La réalité est que les deux directeurs de ce Festival, depuis le début de leur mandat, subissent l’ire des uns et des autres, pour peut-être de plus mauvaises raisons que leur programmation : motifs politiques, comme le suggèrent René Solis et Gérard Lefort hier dans Libération ? Simple jalousie de prétendants écartés ? Péché de trop grande jeunesse, comme il leur en a été fait le reproche très idiot au début de leur missionnement ?…

Pour notre part, nous voyons dans cette nouvelle polémique, artificiellement gonflée, la volonté de certains d’exclure le couple de la direction de ce Festival, pour de bien plus obscures motivations que la santé de celui-ci, excellente au demeurant. Que leur reproche t-on exactement ? Un manquement supposé à leur mission, alors qu’ils l’ont remplie plutôt brillamment ? Une mauvaise gestion ? tout le monde sait que ce n’est pas le cas… La qualité de leur programmation ? elle est remarquable, car risquée et “couillue”… Le rayonnement de ce Festival dans le monde entier ? Celui-ci est indiscutable, et le couple Archambault-Baudriller a largement contribué à l’amplifier.

Que recèle de pas très clair cette mauvaise polémique ? Qui, quel groupe de pression se cache derrière cette controverse, et l’alimente sournoisement ? Quel lobby a intérêt à déstabiliser le couple de directeurs ? Quel jeu mène réellement une certaine presse, dont les papiers enflammés descendent systématiquement les contenus audacieux de ce festival ? Que pense réellement le Ministre, peu versé, il le dit lui même, dans le Théâtre, et peu au fait, visiblement de ses enjeux ? Quelle est sa position ? Autant de questions auxquelles il va bien falloir répondre un jour…

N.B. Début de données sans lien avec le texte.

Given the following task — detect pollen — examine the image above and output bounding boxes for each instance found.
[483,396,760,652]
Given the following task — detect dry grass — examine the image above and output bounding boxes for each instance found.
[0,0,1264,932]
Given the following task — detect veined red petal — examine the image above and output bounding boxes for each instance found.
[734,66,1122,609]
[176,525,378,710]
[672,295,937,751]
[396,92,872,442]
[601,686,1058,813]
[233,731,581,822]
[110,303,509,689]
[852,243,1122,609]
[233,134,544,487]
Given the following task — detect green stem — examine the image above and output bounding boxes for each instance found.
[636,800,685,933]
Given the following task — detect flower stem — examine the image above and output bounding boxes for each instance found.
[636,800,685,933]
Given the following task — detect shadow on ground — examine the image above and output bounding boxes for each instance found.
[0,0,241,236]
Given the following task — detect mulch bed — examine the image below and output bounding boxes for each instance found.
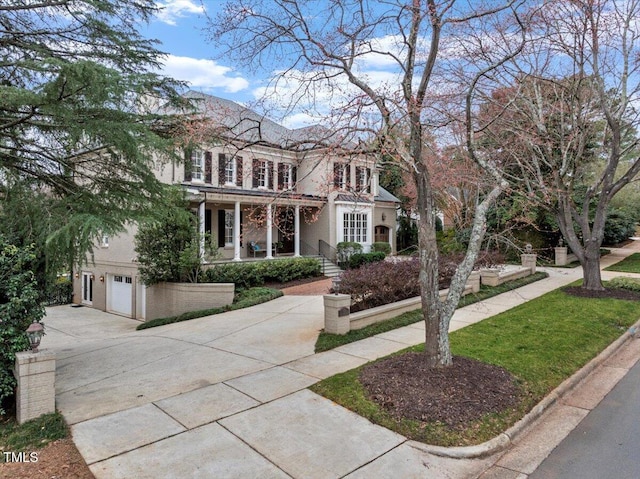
[562,286,640,301]
[360,353,521,429]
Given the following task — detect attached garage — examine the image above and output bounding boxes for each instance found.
[107,274,133,317]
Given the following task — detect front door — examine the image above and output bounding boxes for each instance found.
[82,273,93,304]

Pour notre part, nous pensons que le Festival d’Avignon est beau, particulièrement depuis le mandat de ses actuels directeurs. Chaque année nous apporte son lot de découvertes extraordinaires, de moments de grâce, une jubilation rare… Bien sûr, quelques ratés, quelques approximations peuvent décevoir. En ne tentant rien, certes, l’on risque peu de se planter. L’immobilisme, la nostalgie, la tiédeur n’ont jamais fait une programmation. Une vision, qui interroge le sens du monde, et le sens de l’art… C’est ce que nous demandons à ce Festival, que perdure cette manière forte de nous bousculer, de nous titiller, de nous questionner. Et c’est pourquoi nous soutenons pleinement l’idée d’un troisième mandat de ses programmateurs, pour que vive ce Festival, encore plus beau, et toujours à l’avant-poste de notre contemporanéité.